Souvenirs, souvenirs !

Nous avons des souvenirs de toutes sortes : plus ou moins lointains dans le temps, plus ou moins précis, plus ou moins heureux… Certains prennent une place particulière, correspondant à des évènements marquants auquels on se réfère car ils nous “disent” quelque chose d’important. Ce sont des souvenirs fondateurs, sur lequels on s’appuie pour bâtir une compréhension de soi-même, des autres, de la société, du monde. D’ailleurs, c’est bien souvent pour cela qu’on les convoque. La mémoire travaille le passé au présent, en fonction de nos problématiques d’aujourd’hui et de nos questions du moment. Quelque part, lire et relire son histoire permet de découvir son aujourd’hui et d’essayer de le vivre de la manière la plus pertinente possible.
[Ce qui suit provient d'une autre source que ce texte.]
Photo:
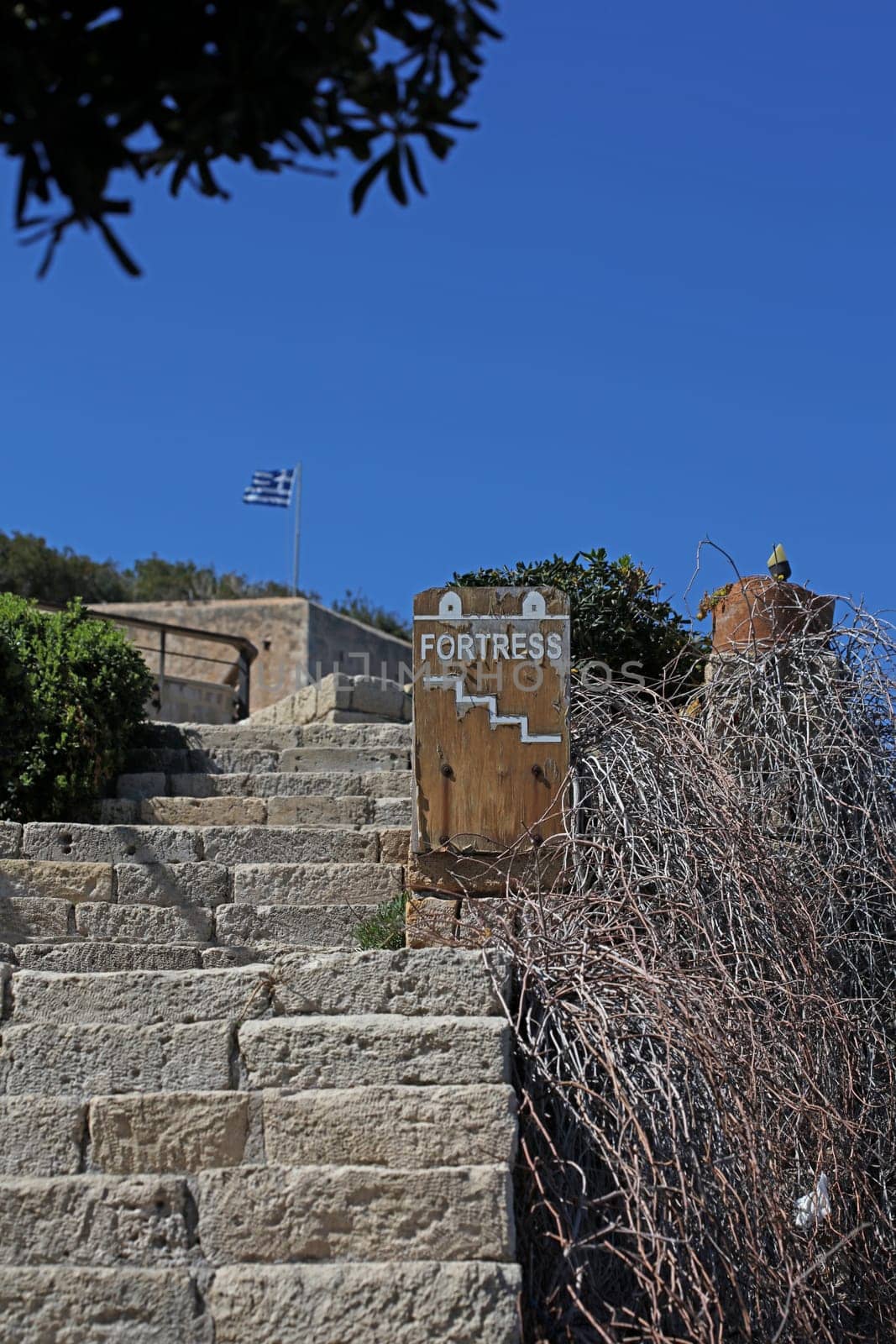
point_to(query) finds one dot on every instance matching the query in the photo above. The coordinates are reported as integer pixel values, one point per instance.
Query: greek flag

Mais il y a un risque dans tout cela, qui est aussi un défi, c’est la tendance que nous avons à vouloir ré-écrire l’histoire non pas comme elle s’est passée mais comme il nous arrange aujourd’hui de la voir, pour mieux se complaire dans des choix présents. Non seulement la mémoire peut être sélective, mais elle peut aussi être déformante. Et ça ne va pas sans intentions cachées, y compris celles cachées à soi-même.
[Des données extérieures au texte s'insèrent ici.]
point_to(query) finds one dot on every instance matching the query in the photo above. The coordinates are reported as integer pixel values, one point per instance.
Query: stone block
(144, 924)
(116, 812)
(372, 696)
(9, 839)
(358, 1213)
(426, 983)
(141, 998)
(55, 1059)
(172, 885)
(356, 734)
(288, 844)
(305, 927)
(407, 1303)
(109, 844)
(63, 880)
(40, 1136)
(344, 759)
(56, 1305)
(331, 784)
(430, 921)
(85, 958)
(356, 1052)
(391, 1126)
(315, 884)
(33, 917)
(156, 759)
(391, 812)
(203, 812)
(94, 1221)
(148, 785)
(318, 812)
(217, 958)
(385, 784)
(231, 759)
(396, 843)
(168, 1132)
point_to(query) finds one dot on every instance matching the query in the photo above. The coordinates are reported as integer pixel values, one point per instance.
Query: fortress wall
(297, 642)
Une des grandes questions sociétales du moment est la place à laisser aux migrants qui viennent rejoindre – par divers moyens et pour diverses raisons – les terres de notre pays pour y habiter. Au-delà des débats très vifs et des manipulations jouant sur toutes sortes de peurs auxquels la question donne lieu, il parait clair que le sujet est sensible et donc qu’il nous touche de près, même si nous ne savons pas toujours exactement où.
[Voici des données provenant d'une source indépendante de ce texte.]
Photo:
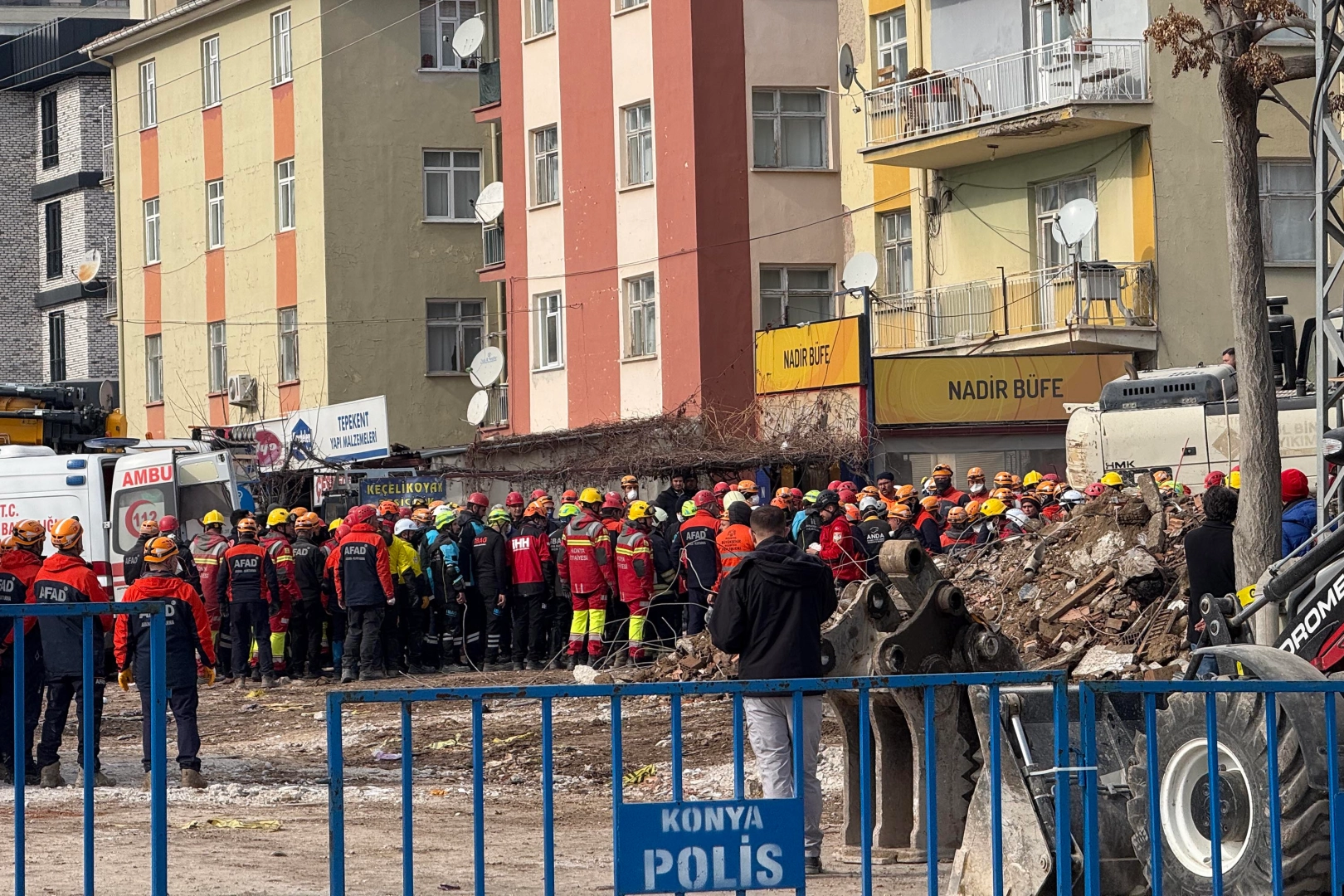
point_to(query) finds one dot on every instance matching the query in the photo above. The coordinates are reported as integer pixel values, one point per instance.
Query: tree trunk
(1259, 516)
“Vous aimerez l’immigré, car vous avez été des immigrés en Egypte“ (Deutéronome 10,19).
Ce verset est représentatif d’une ligne de pensée qui me parait tout à fait importante dans la Bible : la place laissée à l’immigré doit l’être en écho à l’expérience de vie en immigrés faite par le peuple de Dieu, expérience douloureuse car aussi synonyme d’oppression et d’esclavage. Avec la consigne (“vous aimerez…”) est  convoqué le souvenir (“car vous avez été…”), comme argument.
Le rappel semble nécessaire car si le souvenir est douloureux, il est aussi à garder intact. Il est la mémoire d’une des facettes de notre humanité : une fragilité humaine expérimentée qui fait qu’il y a quelque chose de moi que je peux reconnaître en cet autre, ici “l’immigré”. Notre humanité est partagée, nous sommes tous enfants d’une même terre, tous enfants d’un même Père.